The Bees of Notre Dame
By Meghan P. Browne; Illustrated by E. B. Goodale

Random House Studio. 


In this delightful, informational pictures book with bright and captivating illustrations, readers are transported to the city of Paris. There we experience the romantic city and the life of the honeybee, as they go about their business gathering pollen from the flowers and trees in the city, laying eggs and making honey.

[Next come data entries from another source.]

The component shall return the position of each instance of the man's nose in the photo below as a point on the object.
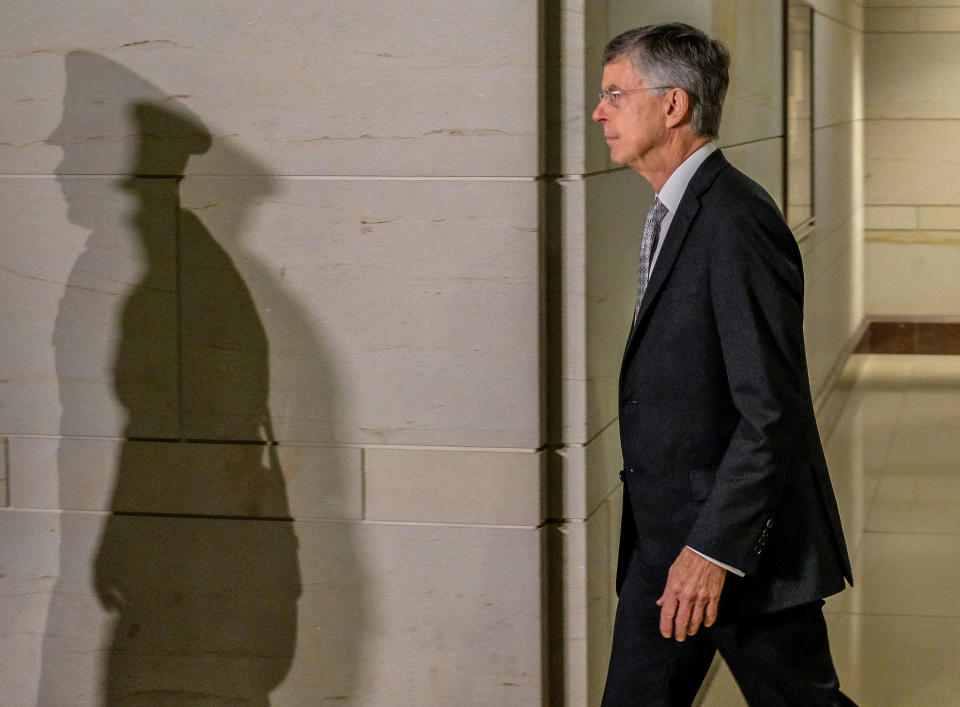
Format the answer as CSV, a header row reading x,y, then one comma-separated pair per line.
x,y
600,113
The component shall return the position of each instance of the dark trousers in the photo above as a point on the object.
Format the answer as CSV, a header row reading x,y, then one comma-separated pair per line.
x,y
781,658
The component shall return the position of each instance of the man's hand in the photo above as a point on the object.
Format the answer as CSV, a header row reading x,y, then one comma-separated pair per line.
x,y
691,596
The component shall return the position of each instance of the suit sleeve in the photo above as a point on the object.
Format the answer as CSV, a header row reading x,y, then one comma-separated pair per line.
x,y
756,289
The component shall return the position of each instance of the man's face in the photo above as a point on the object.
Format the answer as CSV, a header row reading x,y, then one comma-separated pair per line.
x,y
636,124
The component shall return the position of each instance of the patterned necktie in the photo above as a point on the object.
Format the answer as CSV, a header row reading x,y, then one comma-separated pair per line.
x,y
648,246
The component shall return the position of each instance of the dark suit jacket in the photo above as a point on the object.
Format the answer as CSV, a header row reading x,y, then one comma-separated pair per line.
x,y
720,445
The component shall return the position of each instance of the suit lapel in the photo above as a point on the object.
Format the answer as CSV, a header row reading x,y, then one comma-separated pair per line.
x,y
673,241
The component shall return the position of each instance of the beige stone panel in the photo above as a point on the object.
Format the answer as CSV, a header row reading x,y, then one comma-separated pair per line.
x,y
891,217
761,161
198,606
50,621
831,318
464,486
914,19
896,660
4,473
583,37
571,545
603,464
599,578
825,249
849,12
624,15
837,191
392,311
892,19
615,516
603,218
938,19
185,478
590,472
409,615
938,218
895,577
378,615
88,285
911,3
907,76
368,90
587,625
929,268
752,30
838,72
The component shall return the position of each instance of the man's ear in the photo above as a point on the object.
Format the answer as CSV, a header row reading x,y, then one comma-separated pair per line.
x,y
678,107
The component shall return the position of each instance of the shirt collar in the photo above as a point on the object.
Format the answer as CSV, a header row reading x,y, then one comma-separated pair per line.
x,y
676,184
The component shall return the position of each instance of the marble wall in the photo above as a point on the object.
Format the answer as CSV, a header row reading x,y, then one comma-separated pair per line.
x,y
313,321
603,208
912,237
270,398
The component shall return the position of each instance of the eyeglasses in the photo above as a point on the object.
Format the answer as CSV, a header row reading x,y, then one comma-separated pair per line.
x,y
611,96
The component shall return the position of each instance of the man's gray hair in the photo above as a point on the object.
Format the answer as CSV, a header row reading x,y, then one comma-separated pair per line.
x,y
681,56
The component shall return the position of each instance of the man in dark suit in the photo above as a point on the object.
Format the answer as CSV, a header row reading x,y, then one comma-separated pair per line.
x,y
729,518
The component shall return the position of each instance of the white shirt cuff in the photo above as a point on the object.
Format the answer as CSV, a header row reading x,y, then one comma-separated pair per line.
x,y
728,568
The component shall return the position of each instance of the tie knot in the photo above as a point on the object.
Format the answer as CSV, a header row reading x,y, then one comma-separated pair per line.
x,y
657,211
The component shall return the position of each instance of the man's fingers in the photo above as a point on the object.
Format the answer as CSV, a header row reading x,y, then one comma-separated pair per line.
x,y
668,610
710,616
696,618
681,620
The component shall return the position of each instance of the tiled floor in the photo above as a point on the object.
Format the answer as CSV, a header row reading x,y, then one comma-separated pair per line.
x,y
894,456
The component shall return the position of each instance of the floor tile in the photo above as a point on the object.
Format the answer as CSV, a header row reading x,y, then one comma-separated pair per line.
x,y
903,574
897,660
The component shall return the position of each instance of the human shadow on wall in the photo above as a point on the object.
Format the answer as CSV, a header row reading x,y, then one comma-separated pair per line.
x,y
197,561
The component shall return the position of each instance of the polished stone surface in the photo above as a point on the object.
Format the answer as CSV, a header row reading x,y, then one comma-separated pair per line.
x,y
894,459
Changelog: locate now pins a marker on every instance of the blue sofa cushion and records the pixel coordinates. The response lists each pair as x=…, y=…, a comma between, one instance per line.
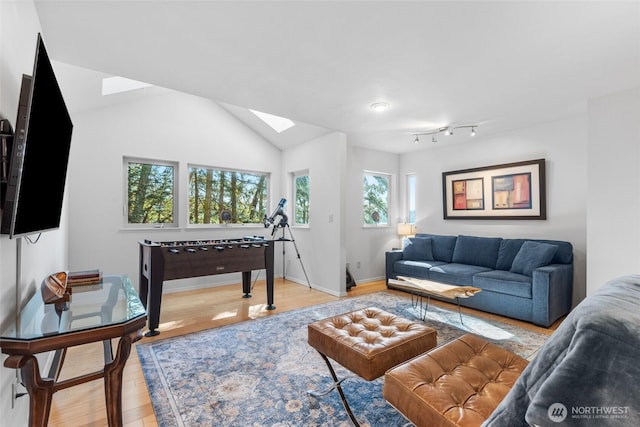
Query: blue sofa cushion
x=531, y=256
x=482, y=251
x=442, y=246
x=417, y=249
x=508, y=250
x=504, y=282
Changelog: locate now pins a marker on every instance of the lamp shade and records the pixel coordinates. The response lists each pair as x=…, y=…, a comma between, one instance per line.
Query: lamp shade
x=405, y=229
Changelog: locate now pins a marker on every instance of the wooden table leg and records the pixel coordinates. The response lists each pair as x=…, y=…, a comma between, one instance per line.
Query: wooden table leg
x=113, y=379
x=40, y=390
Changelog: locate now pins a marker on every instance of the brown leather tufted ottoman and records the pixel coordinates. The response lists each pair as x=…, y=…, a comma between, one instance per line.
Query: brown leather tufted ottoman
x=457, y=384
x=368, y=342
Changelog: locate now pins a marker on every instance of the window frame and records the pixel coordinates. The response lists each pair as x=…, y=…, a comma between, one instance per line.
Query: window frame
x=126, y=160
x=411, y=197
x=389, y=178
x=294, y=181
x=260, y=224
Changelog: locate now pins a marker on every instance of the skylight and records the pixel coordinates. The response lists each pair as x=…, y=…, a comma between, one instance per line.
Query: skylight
x=111, y=85
x=279, y=124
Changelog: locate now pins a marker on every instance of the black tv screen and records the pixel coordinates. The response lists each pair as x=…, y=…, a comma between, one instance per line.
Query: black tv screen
x=42, y=141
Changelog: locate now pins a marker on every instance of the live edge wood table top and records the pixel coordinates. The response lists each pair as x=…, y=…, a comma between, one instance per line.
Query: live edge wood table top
x=99, y=312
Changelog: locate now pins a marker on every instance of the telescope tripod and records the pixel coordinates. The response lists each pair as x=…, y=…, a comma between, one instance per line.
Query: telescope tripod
x=284, y=239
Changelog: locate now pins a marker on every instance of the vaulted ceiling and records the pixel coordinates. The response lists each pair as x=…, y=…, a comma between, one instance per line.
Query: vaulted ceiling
x=502, y=65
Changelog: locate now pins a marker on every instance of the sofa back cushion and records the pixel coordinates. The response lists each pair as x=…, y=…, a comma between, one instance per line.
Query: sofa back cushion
x=509, y=248
x=442, y=246
x=416, y=249
x=531, y=256
x=481, y=251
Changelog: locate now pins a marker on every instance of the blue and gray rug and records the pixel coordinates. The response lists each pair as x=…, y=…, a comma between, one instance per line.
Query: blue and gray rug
x=257, y=373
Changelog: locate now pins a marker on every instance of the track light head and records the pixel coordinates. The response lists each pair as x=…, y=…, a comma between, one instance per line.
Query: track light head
x=448, y=130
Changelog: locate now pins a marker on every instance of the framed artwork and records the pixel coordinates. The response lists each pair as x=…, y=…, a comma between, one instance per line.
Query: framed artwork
x=507, y=191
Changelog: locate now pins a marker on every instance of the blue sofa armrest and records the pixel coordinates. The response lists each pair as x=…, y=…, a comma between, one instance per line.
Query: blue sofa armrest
x=390, y=258
x=552, y=289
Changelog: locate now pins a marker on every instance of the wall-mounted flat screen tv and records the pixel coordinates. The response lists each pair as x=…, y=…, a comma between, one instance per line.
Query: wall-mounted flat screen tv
x=40, y=154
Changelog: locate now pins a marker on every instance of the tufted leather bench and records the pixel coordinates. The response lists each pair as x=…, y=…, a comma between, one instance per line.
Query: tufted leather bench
x=368, y=342
x=457, y=384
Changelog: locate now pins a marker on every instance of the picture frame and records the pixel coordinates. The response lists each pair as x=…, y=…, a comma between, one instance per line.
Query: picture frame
x=507, y=191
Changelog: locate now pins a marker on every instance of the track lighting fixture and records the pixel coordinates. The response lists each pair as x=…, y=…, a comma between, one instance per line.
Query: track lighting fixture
x=447, y=130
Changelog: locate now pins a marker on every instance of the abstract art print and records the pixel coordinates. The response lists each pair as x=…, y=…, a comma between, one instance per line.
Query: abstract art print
x=506, y=191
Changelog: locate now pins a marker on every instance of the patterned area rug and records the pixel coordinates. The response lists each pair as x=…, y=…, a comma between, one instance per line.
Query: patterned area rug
x=257, y=373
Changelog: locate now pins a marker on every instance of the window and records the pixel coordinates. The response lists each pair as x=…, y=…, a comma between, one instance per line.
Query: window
x=301, y=198
x=376, y=199
x=411, y=198
x=151, y=192
x=218, y=196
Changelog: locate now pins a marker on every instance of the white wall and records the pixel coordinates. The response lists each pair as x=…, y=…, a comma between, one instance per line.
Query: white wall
x=562, y=144
x=175, y=127
x=19, y=26
x=366, y=245
x=321, y=244
x=613, y=203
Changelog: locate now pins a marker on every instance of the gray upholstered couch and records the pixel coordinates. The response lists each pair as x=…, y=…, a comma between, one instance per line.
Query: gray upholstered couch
x=525, y=279
x=587, y=372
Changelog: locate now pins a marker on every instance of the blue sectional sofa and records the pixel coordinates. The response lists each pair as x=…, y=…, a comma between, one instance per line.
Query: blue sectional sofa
x=526, y=279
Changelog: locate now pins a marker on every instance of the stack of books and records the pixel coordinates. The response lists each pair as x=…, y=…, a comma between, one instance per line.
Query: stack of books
x=87, y=277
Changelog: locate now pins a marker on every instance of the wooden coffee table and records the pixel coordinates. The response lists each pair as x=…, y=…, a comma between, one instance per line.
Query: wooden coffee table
x=420, y=288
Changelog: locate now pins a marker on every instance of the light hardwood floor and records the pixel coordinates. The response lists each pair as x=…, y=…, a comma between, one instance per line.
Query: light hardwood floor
x=183, y=313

Until one day, everything changes.  

Readers will be fascinated to know that atop the great Notre Dame Cathedral in Paris, beekeepers, like Sibyle Moulin, tends honeybee hives. When, in 2019, an electrical fire started on the roof of the cathedral, the citizens of Paris were begging to know if the bee colonies survived. For days, the world waited for news. Then, “On Good Friday, a drone flew above the charred church and captured images showing the hive boxes upright and untouched by the flames. Disaster and despair turned to relief and hope.”  

Goodale’s illustrations, rendered in monoprint, oil paint, gouache, collage, and colored pencils are colorful and pair perfectly with Browne’s enchanting text. 

Included is an author’s note and recommended reading. 

For bee lovers of all ages, The Bees of Notre Dame is a perfect story to read a story time or to students of all grades. It is a tale of hope.

P.S. I love the map of Notre Dame de Paris on the endpapers.